Consumer and retail sector exchange traded funds have been among the better performing areas of the market so far this year, but things could change if the Federal Reserve decides to hike rates.

Year-to-date, the Market Vectors Retail ETF (NYSEArca: RTH) advanced 8.4% while the SPDR S&P Retail ETF (NYSEArca: XRT) increased 6.1%. Meanwhile, the Consumer Discretionary Select Sector SPDR (NYSEArca: XLY) rose 6.2% and First Trust Consumer Discretionary AlphaDEX Fund (NYSEArca: FXD) gained 4.9% so far this year. In contrast, the SPDR S&P 500 ETF (NYSEArca: SPY) added 1.6%. [Deflationary Pressures to Support Consumers, Retail ETFs]

For now, investors may capitalize on consumer sector momentum as an expanding economy fuels growth.

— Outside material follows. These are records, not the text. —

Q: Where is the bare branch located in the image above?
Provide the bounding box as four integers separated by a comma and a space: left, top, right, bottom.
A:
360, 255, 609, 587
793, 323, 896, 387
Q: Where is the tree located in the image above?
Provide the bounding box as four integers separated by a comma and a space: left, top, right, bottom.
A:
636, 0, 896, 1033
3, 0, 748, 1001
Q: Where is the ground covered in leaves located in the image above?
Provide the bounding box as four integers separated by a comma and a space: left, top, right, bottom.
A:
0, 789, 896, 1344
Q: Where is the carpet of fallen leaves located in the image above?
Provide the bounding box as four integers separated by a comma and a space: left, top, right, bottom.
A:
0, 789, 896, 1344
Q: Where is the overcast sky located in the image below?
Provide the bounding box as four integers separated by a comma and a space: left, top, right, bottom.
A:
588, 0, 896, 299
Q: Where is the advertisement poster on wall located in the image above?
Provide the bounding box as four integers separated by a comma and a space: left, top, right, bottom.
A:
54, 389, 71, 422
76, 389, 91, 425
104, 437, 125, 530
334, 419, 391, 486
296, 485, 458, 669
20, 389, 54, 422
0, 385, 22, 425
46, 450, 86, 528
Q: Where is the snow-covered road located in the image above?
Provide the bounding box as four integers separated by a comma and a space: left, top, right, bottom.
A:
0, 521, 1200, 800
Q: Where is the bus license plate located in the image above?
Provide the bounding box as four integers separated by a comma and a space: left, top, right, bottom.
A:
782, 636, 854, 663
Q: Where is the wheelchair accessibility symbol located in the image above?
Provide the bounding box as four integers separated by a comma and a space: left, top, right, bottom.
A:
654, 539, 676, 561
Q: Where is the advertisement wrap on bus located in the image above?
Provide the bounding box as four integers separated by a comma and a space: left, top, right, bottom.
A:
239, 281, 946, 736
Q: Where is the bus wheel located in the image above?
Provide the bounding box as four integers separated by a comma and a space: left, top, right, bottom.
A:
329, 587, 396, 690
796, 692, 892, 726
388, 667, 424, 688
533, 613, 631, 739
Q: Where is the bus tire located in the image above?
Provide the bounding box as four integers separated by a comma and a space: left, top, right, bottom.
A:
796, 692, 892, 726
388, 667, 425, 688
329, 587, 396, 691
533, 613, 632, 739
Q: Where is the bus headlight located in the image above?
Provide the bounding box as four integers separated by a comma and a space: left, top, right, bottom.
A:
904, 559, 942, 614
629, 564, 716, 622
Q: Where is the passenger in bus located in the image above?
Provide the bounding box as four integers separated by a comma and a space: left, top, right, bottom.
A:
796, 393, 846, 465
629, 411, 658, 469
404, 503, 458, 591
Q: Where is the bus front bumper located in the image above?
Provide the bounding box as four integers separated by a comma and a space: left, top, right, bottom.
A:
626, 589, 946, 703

“The early part of a rate hike cycle should be beneficial to the consumer discretionary sector,” Pat O’Hare, chief market analyst at Briefing, said in a U.S. News article. “Higher rates are presumably the result of a pickup in economic growth that is flowing from higher levels of employment, which creates a stronger sense of job security, higher wage growth and increased lending activity, and that leads to higher levels of spending.”

We are currently witnessing improving jobs numbers, with the U.S. unemployment rate back down to 5.5% as of February, although wage growth has not really picked up yet. Interest remain near historical lows. Additionally, many expect the depressed energy prices to fuel consumer spending since cheaper fuel costs keep more money in American consumers’ wallets. [Consumer Discretionary ETFs Could Pick Up Steam]

Nevertheless, historical data suggests that discretionary and retail sectors could slow down after the Fed hikes rates.